Controlling generation

控制生成过程

python
undefined
python
undefined

Control generation parameters

控制生成参数

generated_ids = model.generate( **inputs, max_new_tokens=100, min_length=20, num_beams=5, # Beam search no_repeat_ngram_size=2, # Avoid repetition top_p=0.9, # Nucleus sampling temperature=0.7, # Creativity do_sample=True, # Enable sampling )
generated_ids = model.generate( **inputs, max_new_tokens=100, min_length=20, num_beams=5, # 束搜索 no_repeat_ngram_size=2, # 避免重复 top_p=0.9, # 核采样 temperature=0.7, # 生成创造性 do_sample=True, # 启用采样 )

For deterministic output

确定性输出

generated_ids = model.generate( **inputs, max_new_tokens=50, num_beams=5, do_sample=False, )
undefined
generated_ids = model.generate( **inputs, max_new_tokens=50, num_beams=5, do_sample=False, )
undefined

Memory optimization

显存优化

python
undefined
python
undefined

8-bit quantization

8位量化

from transformers import BitsAndBytesConfig
quantization_config = BitsAndBytesConfig(load_in_8bit=True)
model = Blip2ForConditionalGeneration.from_pretrained( "Salesforce/blip2-opt-6.7b", quantization_config=quantization_config, device_map="auto" )
from transformers import BitsAndBytesConfig
quantization_config = BitsAndBytesConfig(load_in_8bit=True)
model = Blip2ForConditionalGeneration.from_pretrained( "Salesforce/blip2-opt-6.7b", quantization_config=quantization_config, device_map="auto" )
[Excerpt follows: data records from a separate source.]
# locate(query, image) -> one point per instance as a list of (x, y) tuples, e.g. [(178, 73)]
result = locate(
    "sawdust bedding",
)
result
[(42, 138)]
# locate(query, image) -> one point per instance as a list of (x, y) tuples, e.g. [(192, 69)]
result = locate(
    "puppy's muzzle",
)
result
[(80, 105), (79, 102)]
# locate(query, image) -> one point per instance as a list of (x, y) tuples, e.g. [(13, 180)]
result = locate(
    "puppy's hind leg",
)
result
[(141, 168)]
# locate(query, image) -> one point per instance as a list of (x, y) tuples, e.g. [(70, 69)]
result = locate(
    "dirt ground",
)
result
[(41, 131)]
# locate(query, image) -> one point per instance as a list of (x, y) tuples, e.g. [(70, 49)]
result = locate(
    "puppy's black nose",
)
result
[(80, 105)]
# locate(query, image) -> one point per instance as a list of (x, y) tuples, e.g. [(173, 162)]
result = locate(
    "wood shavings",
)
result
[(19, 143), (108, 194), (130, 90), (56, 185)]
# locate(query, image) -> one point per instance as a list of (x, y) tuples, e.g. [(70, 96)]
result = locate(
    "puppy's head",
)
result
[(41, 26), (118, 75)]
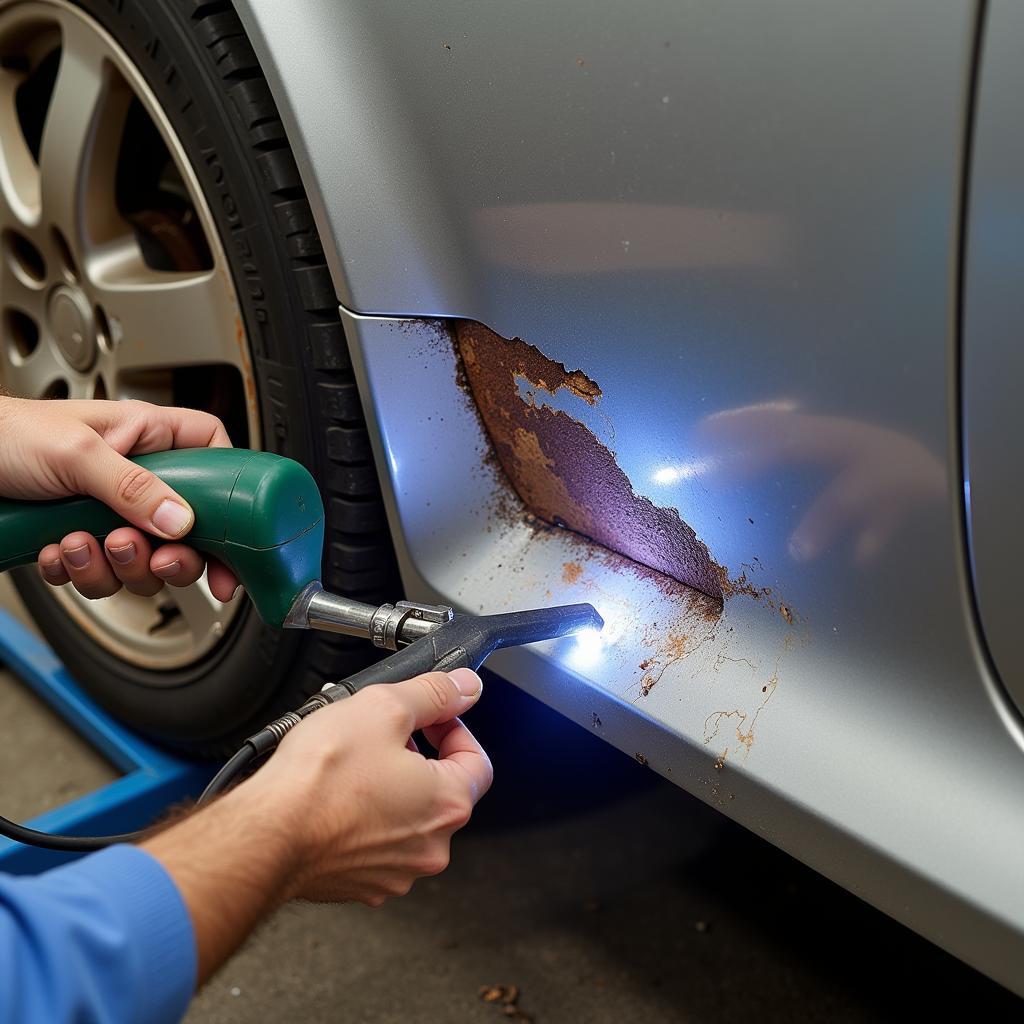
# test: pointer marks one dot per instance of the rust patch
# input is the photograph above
(560, 469)
(571, 572)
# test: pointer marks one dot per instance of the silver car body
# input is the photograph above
(753, 224)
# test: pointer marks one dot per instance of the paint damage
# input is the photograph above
(562, 472)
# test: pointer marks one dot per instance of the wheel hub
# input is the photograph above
(114, 282)
(73, 327)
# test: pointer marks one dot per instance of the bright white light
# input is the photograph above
(589, 648)
(668, 475)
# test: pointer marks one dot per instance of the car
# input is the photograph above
(705, 313)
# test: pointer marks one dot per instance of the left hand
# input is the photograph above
(58, 449)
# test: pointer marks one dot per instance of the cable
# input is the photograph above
(238, 764)
(75, 844)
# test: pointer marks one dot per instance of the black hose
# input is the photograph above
(75, 844)
(239, 763)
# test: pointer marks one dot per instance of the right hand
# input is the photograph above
(58, 449)
(369, 813)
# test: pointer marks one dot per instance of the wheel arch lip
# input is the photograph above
(417, 267)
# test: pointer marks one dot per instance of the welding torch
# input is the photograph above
(262, 516)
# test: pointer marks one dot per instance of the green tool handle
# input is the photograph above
(258, 513)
4-bit quantization (more aggressive)

4位量化(更激进)

quantization_config = BitsAndBytesConfig( load_in_4bit=True, bnb_4bit_compute_dtype=torch.float16 )
model = Blip2ForConditionalGeneration.from_pretrained( "Salesforce/blip2-flan-t5-xxl", quantization_config=quantization_config, device_map="auto" )
undefined
quantization_config = BitsAndBytesConfig( load_in_4bit=True, bnb_4bit_compute_dtype=torch.float16 )
model = Blip2ForConditionalGeneration.from_pretrained( "Salesforce/blip2-flan-t5-xxl", quantization_config=quantization_config, device_map="auto" )
undefined

Image-text matching

图文匹配

python
undefined
python
undefined

Using LAVIS for ITM (Image-Text Matching)

使用LAVIS进行图文匹配(ITM)

from lavis.models import load_model_and_preprocess
model, vis_processors, txt_processors = load_model_and_preprocess( name="blip2_image_text_matching", model_type="pretrain", is_eval=True, device=device )
image = vis_processors"eval".unsqueeze(0).to(device) text = txt_processors["eval"]("a dog sitting on grass")
from lavis.models import load_model_and_preprocess
model, vis_processors, txt_processors = load_model_and_preprocess( name="blip2_image_text_matching", model_type="pretrain", is_eval=True, device=device )
image = vis_processors"eval".unsqueeze(0).to(device) text = txt_processors["eval"]("a dog sitting on grass")

Get matching score

获取匹配分数

itm_output = model({"image": image, "text_input": text}, match_head="itm") itm_scores = torch.nn.functional.softmax(itm_output, dim=1) print(f"Match probability: {itm_scores[:, 1].item():.3f}")
undefined
itm_output = model({"image": image, "text_input": text}, match_head="itm") itm_scores = torch.nn.functional.softmax(itm_output, dim=1) print(f"Match probability: {itm_scores[:, 1].item():.3f}")
undefined

Feature extraction

特征提取

python
undefined
python
undefined

Extract image features with Q-Former

使用Q-Former提取图像特征

from lavis.models import load_model_and_preprocess
model, vis_processors, _ = load_model_and_preprocess( name="blip2_feature_extractor", model_type="pretrain", is_eval=True, device=device )
image = vis_processors"eval".unsqueeze(0).to(device)
from lavis.models import load_model_and_preprocess
model, vis_processors, _ = load_model_and_preprocess( name="blip2_feature_extractor", model_type="pretrain", is_eval=True, device=device )
image = vis_processors"eval".unsqueeze(0).to(device)

Get features

获取特征

features = model.extract_features({"image": image}, mode="image") image_embeds = features.image_embeds # Shape: [1, 32, 768] image_features = features.image_embeds_proj # Projected for matching
undefined
features = model.extract_features({"image": image}, mode="image") image_embeds = features.image_embeds # 形状: [1, 32, 768] image_features = features.image_embeds_proj # 用于匹配的投影特征
undefined

Common workflows

常见工作流

Workflow 1: Image captioning pipeline

工作流1:图像标题生成流水线

python
import torch
from PIL import Image
from transformers import Blip2Processor, Blip2ForConditionalGeneration
from pathlib import Path

class ImageCaptioner:
    def __init__(self, model_name="Salesforce/blip2-opt-2.7b"):
        self.processor = Blip2Processor.from_pretrained(model_name)
        self.model = Blip2ForConditionalGeneration.from_pretrained(
            model_name,
            torch_dtype=torch.float16,
            device_map="auto"
        )

    def caption(self, image_path: str, prompt: str = None) -> str:
        image = Image.open(image_path).convert("RGB")

        if prompt:
            inputs = self.processor(images=image, text=prompt, return_tensors="pt")
        else:
            inputs = self.processor(images=image, return_tensors="pt")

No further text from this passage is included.